C'est comme toute une saga d'anecdotes, d'événements bizarres, de coïncidences fortuites (mais quelles coïncidences !) de hasards pas possibles, qui s'est déroulée dernièrement au CERPI. 

Boule de feu...

Bien que cela n'ait effectivement rien d'exceptionnel, notre ami, correspondant et enquêteur de l'île de la Réunion, Franck, nous signalait le passage d'une boule de feu dans son ciel (voyez à ce sujet son article : boule de feu)  Il y a cependant un bémol à cette histoire, c'est que la même boule de feu (ou une autre) a été remarquée aussi en Europe (rappelons que l'île de la Réunion se situe dans l'océan indien, ce n'est donc pas vraiment le même coin...) et notamment en Belgique, comme le signale l'article suivant de La Libre en précisant toutefois que cette "étoile filante majuscule", entendez météorite ou bolide, serait entré dans l'atmosphère du côté de Liège.  Il semble donc qu'il y ait eu de ce côté, un saucissonnage astronomique peu courant, à moins encore qu'il y ait plusieurs boules de feu, dont on nous dit toutefois qu'elles ne sont pas exceptionnelles mais qu'il est plus rare de les observer... Dans le cas présent, ce devait donc quand même être très exceptionnel !

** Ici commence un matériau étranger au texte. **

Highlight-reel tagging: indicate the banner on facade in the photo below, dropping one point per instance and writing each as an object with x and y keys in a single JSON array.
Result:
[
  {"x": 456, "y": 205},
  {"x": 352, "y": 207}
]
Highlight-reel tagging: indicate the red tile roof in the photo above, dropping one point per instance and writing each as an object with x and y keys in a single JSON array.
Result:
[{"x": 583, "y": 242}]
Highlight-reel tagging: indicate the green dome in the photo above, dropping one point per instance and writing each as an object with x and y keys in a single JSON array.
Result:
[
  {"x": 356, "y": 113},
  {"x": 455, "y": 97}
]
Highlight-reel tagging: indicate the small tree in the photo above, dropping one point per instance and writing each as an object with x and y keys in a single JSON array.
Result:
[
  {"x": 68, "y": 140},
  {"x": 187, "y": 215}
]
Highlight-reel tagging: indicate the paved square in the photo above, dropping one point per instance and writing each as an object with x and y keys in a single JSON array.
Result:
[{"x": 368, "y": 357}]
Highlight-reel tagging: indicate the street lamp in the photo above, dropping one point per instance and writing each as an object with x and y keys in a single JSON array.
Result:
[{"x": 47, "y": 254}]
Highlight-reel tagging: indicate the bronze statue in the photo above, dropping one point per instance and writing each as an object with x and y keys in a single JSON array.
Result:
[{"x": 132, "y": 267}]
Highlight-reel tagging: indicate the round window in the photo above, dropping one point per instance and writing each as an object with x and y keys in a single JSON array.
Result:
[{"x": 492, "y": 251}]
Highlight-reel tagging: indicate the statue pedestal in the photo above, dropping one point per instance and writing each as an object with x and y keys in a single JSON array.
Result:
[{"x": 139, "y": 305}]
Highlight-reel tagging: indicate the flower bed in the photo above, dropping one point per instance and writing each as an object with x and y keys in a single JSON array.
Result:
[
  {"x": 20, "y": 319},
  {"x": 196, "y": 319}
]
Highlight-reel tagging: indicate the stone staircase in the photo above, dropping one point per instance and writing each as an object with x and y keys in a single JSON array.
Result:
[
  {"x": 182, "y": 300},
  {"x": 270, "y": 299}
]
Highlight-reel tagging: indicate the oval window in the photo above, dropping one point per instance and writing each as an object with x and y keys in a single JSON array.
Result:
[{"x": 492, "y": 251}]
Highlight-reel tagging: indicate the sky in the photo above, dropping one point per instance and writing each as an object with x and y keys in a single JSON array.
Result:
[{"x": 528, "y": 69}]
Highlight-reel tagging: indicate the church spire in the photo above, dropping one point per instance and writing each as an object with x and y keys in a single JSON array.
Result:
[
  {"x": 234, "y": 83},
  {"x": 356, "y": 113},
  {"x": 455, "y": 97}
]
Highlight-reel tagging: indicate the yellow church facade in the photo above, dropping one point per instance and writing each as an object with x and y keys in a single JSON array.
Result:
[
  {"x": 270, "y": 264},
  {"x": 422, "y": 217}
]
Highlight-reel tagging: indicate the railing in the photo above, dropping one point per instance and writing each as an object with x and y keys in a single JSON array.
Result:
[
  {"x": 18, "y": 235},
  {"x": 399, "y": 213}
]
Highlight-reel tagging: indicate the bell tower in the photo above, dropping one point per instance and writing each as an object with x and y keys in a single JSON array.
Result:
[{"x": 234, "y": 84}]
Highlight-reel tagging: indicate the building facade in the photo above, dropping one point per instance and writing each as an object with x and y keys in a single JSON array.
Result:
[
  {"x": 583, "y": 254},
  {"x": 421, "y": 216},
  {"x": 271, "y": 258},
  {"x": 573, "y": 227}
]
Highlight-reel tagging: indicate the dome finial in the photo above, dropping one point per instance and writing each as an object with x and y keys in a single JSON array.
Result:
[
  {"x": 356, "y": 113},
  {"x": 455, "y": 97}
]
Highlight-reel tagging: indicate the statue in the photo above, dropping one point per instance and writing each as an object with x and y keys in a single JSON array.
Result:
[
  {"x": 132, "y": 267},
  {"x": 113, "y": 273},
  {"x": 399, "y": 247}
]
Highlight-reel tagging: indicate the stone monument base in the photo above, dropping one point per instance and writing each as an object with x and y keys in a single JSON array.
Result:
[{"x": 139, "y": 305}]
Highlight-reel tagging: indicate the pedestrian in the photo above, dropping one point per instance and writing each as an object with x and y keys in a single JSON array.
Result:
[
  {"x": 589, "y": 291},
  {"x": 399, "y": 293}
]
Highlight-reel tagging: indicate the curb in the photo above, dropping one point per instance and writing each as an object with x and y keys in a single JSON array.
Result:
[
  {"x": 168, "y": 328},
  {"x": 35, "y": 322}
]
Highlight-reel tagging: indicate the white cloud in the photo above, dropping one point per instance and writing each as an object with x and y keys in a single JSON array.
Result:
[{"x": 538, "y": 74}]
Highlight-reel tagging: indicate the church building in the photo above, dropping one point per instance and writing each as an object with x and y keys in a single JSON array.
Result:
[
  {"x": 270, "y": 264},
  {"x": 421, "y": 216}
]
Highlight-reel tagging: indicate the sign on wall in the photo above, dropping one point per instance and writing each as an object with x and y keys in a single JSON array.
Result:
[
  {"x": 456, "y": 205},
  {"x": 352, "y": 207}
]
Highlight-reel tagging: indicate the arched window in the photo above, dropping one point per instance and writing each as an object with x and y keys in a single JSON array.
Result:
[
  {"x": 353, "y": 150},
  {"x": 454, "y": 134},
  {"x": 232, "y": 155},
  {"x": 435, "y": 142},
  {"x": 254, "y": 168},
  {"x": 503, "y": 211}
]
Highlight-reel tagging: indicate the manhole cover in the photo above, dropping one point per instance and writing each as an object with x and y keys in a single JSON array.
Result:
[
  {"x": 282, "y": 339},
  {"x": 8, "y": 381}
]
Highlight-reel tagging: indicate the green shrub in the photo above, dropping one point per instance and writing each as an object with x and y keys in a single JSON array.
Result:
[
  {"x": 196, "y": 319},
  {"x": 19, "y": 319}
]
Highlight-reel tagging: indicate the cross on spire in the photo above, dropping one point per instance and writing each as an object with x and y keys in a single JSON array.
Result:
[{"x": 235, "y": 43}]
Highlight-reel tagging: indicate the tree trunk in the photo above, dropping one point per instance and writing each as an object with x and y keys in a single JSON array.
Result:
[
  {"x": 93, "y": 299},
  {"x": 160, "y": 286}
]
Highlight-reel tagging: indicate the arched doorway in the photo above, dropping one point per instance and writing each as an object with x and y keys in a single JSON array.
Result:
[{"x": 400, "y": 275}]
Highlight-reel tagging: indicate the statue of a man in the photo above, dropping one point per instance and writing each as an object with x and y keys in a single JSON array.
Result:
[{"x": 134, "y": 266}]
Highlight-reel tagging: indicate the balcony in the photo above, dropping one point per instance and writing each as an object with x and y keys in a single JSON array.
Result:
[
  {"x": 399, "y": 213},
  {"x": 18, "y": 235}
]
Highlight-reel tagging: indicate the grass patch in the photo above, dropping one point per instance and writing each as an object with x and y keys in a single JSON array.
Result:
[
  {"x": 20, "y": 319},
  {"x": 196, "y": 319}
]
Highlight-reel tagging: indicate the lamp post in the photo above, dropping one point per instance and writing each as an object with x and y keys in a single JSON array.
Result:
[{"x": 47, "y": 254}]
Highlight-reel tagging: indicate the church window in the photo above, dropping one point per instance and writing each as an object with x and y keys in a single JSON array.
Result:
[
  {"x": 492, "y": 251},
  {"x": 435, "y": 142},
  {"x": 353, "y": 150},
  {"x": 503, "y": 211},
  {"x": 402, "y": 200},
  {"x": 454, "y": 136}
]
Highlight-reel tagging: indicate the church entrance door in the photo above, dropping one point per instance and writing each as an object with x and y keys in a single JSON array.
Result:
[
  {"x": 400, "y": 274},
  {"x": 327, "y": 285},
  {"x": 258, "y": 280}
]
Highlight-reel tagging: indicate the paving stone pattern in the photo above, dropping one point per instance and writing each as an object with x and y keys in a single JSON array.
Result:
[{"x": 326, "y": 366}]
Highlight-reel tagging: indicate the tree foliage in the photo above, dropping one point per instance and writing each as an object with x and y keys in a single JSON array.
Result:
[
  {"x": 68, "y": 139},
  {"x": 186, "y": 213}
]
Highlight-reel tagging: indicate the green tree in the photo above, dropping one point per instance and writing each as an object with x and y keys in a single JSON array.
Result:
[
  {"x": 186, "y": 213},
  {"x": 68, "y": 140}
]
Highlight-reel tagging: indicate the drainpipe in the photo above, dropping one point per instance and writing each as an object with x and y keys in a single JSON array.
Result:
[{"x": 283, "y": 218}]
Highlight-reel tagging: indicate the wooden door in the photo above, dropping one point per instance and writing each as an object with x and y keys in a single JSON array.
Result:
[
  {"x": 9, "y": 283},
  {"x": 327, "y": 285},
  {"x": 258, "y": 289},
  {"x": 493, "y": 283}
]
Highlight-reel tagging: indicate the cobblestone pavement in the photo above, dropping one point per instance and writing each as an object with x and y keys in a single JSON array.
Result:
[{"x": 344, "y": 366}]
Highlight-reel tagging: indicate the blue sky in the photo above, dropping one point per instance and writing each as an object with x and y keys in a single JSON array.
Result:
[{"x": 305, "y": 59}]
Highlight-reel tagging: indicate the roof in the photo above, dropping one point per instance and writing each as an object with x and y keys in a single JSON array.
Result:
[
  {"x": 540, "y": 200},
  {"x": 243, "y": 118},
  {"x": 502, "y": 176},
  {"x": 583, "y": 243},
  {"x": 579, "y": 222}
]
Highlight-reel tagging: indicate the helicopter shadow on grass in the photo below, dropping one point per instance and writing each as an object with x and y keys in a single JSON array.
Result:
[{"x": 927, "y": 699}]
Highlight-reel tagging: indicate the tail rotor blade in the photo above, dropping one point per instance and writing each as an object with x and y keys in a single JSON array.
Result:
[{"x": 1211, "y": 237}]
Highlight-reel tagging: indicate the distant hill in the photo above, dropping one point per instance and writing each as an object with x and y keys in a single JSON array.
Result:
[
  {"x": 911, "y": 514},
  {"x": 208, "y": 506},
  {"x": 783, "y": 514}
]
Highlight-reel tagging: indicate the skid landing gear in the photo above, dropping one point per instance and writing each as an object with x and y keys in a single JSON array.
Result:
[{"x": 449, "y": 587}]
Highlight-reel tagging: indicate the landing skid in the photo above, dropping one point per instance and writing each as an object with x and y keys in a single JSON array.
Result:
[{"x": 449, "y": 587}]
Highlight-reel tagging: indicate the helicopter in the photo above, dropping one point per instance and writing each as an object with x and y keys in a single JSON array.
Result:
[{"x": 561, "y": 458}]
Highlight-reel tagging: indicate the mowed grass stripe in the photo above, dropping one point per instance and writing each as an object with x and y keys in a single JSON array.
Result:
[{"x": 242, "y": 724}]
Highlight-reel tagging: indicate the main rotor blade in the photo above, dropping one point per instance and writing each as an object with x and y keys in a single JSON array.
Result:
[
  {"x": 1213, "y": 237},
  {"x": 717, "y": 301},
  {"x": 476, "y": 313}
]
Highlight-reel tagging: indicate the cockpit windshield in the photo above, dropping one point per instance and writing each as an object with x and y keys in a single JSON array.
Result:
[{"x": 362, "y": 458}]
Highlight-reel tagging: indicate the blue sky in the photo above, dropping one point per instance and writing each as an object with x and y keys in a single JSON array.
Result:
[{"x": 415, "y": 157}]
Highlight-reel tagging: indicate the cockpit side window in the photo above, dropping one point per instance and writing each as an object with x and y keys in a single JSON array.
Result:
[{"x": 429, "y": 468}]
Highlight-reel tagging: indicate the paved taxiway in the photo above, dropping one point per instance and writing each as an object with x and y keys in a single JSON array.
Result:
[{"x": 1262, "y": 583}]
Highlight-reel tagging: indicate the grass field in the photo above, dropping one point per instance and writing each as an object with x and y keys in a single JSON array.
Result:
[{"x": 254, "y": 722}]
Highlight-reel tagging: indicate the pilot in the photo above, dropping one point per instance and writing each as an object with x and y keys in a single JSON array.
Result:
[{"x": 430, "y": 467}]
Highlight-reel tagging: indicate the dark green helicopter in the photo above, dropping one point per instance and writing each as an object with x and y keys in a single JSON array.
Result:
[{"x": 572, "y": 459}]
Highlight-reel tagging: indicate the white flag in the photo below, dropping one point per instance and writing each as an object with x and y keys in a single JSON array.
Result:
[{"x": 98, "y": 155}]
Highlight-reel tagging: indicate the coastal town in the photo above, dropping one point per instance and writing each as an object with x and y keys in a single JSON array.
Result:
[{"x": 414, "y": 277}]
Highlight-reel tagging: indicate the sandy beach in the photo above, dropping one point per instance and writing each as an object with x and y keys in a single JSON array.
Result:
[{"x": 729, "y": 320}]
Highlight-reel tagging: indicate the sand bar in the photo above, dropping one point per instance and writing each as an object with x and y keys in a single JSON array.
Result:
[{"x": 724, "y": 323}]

Les suites de Saint-Ghislain

On s'en souvient, l'affaire du crash de Saint-Ghislain avait mis la population locale en émoi lorsque plusieurs témoins avaient averti la police pour ce qui semblait bien ressembler à un Roswell belge.  En l'occurrence, le CERPI avait dépêché une équipe sur les lieux et s'était adressé à la police boraine, laquelle nous avait répondu apparemment plus vite qu'au policier que connaissait bien l'un de nos amis ufologues d'une autre association.  Seulement voilà, nous avions fait chou blanc car l'emplacement présumé du crash se situait dans une région quasi désertique présentant trop de possibilités de lieux de crash indétectables à moins d'y consacrer des semaines et en s'y mettant à plusieurs centaines d'agents à condition toutefois d'avoir encore beaucoup de chance.  Mais on ne peut pas gagner à tous les coups et puisqu'aucun reptilien ou insectoïde, gris ou nordique ne se manifestait il n'y avait pas trop de raisons de s'inquiéter et il était plus raisonnable de classer le cas comme "PAN-C, renseignements insuffisants".  Dans notre rapport, nous signalions d'ailleurs textuellement que de nombreux postes d'observation situés  pourtant assez loin du lieu du crash présumé aurait pu permettre à de nombreux témoins d'avoir observé le phénomène et nous signalions d'ailleurs aussi - à titre d'exemple, la bretelle autoroutière menant au rond-point de la riviérette.  Bon !  Soit !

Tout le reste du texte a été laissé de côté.